Wednesday, September 1, 2010

The End of Men

That's the provocative title of an article in the July/August issue of the Atlantic.  After talking about the outcry  against sex-selection technology when it first came out, based on fear that in a patriarchal society everyone would choose to have boys, the article talks about the rapid change in how societies value women:
Man has been the dominant sex since, well, the dawn of mankind. But for the first time in human history, that is changing—and with shocking speed. Cultural and economic changes always reinforce each other. And the global economy is evolving in a way that is eroding the historical preference for male children, worldwide. Over several centuries, South Korea, for instance, constructed one of the most rigid patriarchal societies in the world. Many wives who failed to produce male heirs were abused and treated as domestic servants; some families prayed to spirits to kill off girl children. Then, in the 1970s and ’80s, the government embraced an industrial revolution and encouraged women to enter the labor force. Women moved to the city and went to college. They advanced rapidly, from industrial jobs to clerical jobs to professional work. The traditional order began to crumble soon after. In 1990, the country’s laws were revised so that women could keep custody of their children after a divorce and inherit property. In 2005, the court ruled that women could register children under their own names. As recently as 1985, about half of all women in a national survey said they “must have a son.” That percentage fell slowly until 1991 and then plummeted to just over 15 percent by 2003. Male preference in South Korea “is over,” says Monica Das Gupta, a demographer and Asia expert at the World Bank. “It happened so fast. It’s hard to believe it, but it is.” The same shift is now beginning in other rapidly industrializing countries such as India and China.
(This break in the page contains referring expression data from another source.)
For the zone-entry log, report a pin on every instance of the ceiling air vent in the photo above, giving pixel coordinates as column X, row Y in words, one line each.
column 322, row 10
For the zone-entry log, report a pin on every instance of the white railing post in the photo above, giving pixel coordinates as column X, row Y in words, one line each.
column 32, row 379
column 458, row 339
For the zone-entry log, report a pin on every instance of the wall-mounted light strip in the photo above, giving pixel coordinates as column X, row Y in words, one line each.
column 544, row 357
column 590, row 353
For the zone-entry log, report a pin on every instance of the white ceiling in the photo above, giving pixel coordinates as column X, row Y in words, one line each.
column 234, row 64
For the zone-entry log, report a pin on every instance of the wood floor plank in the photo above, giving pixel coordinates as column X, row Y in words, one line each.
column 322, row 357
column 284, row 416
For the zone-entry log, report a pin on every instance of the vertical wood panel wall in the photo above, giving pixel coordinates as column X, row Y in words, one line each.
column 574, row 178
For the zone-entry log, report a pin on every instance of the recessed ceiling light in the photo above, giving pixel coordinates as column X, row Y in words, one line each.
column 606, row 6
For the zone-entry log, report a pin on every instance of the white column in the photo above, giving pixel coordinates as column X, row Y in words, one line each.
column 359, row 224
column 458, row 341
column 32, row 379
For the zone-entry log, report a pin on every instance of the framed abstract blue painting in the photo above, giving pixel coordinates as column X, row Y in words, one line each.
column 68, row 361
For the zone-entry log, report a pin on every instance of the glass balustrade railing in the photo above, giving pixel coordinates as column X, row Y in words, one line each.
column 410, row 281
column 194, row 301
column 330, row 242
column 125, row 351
Up to a point, the reasons behind this shift are obvious. As thinking and communicating have come to eclipse physical strength and stamina as the keys to economic success, those societies that take advantage of the talents of all their adults, not just half of them, have pulled away from the rest. And because geopolitics and global culture are, ultimately, Darwinian, other societies either follow suit or end up marginalized.
Very interesting article, and the mention of South Korea, China and India make it blog fodder here!

1 comment:

OmegaMom said...

Well, that male preference may be "over" according to them, but the statistics show a huge surplus of males in China. I'll take it with the same huge grain of salt I'm taking the "postracial America" theme that's being promoted lately (the one that's accompanied by a hellacious amount of race-baiting).